Ok just a few highlights.

Henri and Lula's(not my current wife) Adventures in Oklahoma

(10 minutes into Oklahoma)
Lula: We need alcohol.
Me: OK
(10 minutes later in the grocery store)
Me: Where the hell is the alcohol?
(1 minutes later at the checkout)
Lula (talking to the cashier): Where's the alcohol?
Cashier: Rubbing alcohol?
Lula: Gin
Cashier looks at Lula (pretty white girl from LA) and me (short funny looking Korean guy from LA): Umm yall not from around here?
Lula: I said Gin.
Me: No...
Cashier(interrupting me): I didn't think so.
Me (finishing my sentence): ...Whisky.
Cashier: Um you can't buy that kind of stuff in the store.
Lula: Why not?
Me (thinking): Hmmm maybe because you're with a Korean guy? And obviously you must be kidnapped right now.
Lula: Why not?
Cashier: You can only buy that stuff at a liquor store.
Lula: What (the Fuck)?
Me (thinking): There's no place like home, there's no place like home.
Me: OK where's the nearest liquor store?
(A slow horrified look of shock starts to spread across the cashiers face.)
Lula: (Speaking slowly)
Cashier: On a Sunday??!!

Turns out it's easier to buy bullets than liquor in Oklahoma.

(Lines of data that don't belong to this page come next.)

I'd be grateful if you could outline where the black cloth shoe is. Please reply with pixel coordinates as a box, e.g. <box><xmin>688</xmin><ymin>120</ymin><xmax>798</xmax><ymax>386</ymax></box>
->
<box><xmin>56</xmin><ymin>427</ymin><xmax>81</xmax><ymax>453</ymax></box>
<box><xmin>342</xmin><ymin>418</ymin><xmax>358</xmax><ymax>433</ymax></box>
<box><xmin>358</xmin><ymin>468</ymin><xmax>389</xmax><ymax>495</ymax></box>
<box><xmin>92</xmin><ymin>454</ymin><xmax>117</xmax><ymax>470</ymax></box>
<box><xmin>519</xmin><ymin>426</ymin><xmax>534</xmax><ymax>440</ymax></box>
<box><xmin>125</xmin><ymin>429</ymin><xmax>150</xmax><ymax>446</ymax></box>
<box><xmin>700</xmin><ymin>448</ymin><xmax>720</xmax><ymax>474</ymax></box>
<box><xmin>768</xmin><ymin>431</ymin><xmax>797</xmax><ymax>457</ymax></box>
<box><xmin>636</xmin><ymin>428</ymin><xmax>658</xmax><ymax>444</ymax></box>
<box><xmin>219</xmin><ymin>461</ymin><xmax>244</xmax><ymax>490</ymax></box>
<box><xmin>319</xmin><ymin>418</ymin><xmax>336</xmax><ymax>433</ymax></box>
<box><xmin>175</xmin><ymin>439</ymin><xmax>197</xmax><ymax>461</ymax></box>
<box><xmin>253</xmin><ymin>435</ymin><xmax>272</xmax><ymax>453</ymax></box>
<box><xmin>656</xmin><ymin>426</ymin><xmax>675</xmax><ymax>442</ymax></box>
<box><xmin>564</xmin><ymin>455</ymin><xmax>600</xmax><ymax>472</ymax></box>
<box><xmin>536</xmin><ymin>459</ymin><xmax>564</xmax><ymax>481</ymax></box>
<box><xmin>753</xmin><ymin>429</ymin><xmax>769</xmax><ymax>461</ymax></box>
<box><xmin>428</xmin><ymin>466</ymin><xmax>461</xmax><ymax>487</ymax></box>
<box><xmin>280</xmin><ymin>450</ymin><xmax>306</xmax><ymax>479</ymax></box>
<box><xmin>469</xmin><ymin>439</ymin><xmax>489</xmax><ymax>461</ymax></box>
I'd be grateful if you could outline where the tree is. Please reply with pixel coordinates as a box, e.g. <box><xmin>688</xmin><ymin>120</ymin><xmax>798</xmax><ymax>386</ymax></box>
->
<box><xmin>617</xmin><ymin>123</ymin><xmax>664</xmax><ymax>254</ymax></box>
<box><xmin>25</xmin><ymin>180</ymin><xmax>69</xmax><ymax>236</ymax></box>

Not to disparage my Oklahoma readers, and I must admit Oklahoma has the nicest people that I have ever met in the entire world (conversely they must have thought Lula and I were the devil incarnate), but for those of you not familiar with Oklahoma, you cannot buy liquor in the grocery store. You have to go to liquor stores which look like seedy adult book shops. Huge signs out front "Must be 21 or over to enter". Blacked out windows and total 1980's headshop vibe. Oh and I forgot to mention, they are ALL closed on Sundays.

(months later)
Me: Umm Lula, all the TV stations have turned into the weather channel. Does this have something to do with the sky being green all day?"
(ten minutes later)
Me: Hey so tornados like kill people right?
Lula(packing up a bunch of crap): Not funny Henri.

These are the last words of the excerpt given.